Kotpad weaving and natural dyeing is part of the region’s micro-economy; it’s what they have been doing for generations to provide a sustainable lifestyle. Almost every household contributes to the economy in some way, from harvesting the aal roots, to grinding them into powder, and to dyeing the yarns. It is a beautiful symbiosis between people and environment, but it also one that is being threatened by other weaving communities. Since Kotpad weaving is highly esteemed, it has been reproduced by other weaving clusters and marketed as the original. It is common to see weavings labeled as Kotpad weavings in the market, when they are not actually from Kotpad nor prepared in the same traditional methods. This takes away from the uniqueness and quality of the true Kotpad weaving when it is viewed in person; it becomes expendable.
You can imagine how, when a synthesized version of alizarin was created, it came as a relief to some dyers. However, the dyers and weavers of Kotpad have kept the tradition of natural red dye alive for generations. This is not necessarily because of a pure devotion to craft, but a general lack of resources. Kotpad is very removed from other developed areas. Most people live without electricity still. As we drove through the village late in the night, the roads were pitch black. Even so, people were walking on the roads together. The dyers of Kotpad do not have access to the synthetic alizarin, so they continue to rely on their natural resources. They do it because it’s a part of their micro-economy, but also because the process is rooted in the caste system which is still prevelant in India’s rural villages.
For most parts of the world however, synthetic alizarin dye is used to create crimson red instead of natural madder. Kotpad serves as a reminder of where red dye came from - it was a discovery of the indigenous and tribal groups of India. Madder has been used throughout antiquity to color cloth - it is vital that we continue to support its practice so that we can preserve its rich history.
Nothing is born out of isolation. It is impertive to aknowledge the connection between modern synthetic alizarin dyeing and traditional and indigenous madder dyeing in order to appreciate the current problems in the textile and fashion industries. Because of the onset of chemical dyeing which allows for gross amounts of imitation products, traditional dyers and weavers have to compete with the prices of cheap labor and poor quality materials, thus being forced to reduce the prices of their products. In the western world, the market is so oversaturated with products of high and low quality, that it has become impossible to discern the true value of our clothing. It makes the consumer feel their clothing is easily dispensable, when it’s not.

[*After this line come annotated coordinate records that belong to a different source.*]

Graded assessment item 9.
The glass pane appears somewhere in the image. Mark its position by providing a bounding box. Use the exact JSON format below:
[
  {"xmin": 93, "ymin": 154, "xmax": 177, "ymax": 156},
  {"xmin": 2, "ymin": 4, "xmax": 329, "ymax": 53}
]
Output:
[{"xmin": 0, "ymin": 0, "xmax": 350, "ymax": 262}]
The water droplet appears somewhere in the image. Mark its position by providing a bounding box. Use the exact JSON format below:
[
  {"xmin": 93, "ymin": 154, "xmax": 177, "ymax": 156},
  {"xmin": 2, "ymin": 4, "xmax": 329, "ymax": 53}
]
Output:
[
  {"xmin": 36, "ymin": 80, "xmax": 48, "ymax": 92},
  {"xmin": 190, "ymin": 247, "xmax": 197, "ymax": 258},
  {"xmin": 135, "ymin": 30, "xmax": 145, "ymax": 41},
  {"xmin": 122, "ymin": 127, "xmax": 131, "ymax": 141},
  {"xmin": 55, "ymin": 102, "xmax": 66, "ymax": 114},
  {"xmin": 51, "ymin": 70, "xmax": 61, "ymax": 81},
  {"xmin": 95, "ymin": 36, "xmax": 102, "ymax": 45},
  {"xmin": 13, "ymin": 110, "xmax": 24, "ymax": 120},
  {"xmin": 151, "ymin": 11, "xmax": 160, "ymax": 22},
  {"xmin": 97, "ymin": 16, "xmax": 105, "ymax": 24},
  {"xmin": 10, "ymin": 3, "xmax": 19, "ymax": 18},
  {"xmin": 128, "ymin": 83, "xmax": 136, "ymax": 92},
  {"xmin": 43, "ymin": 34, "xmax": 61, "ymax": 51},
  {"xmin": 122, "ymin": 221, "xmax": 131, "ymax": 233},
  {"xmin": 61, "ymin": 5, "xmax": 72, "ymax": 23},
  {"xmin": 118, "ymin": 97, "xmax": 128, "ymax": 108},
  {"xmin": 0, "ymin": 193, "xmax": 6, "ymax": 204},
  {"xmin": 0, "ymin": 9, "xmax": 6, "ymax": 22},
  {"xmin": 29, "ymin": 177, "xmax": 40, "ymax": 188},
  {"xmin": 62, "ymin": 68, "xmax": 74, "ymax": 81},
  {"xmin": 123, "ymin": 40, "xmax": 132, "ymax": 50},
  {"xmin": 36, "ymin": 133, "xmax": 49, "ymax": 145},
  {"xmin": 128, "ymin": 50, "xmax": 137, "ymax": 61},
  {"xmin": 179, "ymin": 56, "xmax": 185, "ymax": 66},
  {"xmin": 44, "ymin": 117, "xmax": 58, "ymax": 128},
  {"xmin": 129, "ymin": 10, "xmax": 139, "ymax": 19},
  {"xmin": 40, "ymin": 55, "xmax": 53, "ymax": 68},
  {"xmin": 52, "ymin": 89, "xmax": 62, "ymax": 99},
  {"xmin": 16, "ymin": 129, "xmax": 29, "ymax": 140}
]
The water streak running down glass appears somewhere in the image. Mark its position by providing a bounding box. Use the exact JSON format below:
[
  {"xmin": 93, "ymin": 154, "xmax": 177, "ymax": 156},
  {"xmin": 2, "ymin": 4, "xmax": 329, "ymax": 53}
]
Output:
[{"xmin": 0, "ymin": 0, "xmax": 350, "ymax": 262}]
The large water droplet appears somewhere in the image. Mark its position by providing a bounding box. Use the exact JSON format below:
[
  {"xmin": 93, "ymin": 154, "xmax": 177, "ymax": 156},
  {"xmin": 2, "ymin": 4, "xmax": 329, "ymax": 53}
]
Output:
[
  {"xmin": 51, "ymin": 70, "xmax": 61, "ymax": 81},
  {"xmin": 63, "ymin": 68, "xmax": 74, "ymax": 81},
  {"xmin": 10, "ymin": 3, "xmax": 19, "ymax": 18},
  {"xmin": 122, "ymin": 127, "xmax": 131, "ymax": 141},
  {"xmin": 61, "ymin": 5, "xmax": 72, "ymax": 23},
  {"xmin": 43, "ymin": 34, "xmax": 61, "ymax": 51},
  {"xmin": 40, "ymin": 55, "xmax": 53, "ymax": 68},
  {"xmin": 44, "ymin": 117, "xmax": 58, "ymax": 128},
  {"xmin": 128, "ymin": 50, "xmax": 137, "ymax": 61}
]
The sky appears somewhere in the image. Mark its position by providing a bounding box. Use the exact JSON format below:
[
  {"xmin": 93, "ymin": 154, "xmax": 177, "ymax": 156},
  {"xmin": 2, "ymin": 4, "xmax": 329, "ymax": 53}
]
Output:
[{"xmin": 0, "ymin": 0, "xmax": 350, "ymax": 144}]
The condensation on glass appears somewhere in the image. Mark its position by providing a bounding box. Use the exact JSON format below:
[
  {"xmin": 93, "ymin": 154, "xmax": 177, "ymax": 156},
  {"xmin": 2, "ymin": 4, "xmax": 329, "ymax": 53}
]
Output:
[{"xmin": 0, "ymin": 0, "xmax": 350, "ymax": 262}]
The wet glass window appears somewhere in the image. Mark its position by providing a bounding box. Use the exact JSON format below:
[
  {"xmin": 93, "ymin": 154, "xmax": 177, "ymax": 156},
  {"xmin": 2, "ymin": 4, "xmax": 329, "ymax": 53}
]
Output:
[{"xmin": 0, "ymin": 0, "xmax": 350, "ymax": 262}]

The textile and fashion industries have woven themselves into knots taking from the indigenous groups who practice traditional techniques and overshadowing them with commercial replicas and chemical short-cuts. They continue to take inspiration from these groups under the name of “sustainability.”
The dyers and weavers of indigenous Kotpad a
re a testament of our past as well as our present relationship with clothing and their work deserves respect. It is imperative that we not forget their contribution to the clothing industry because they
are a living part of our fashion history.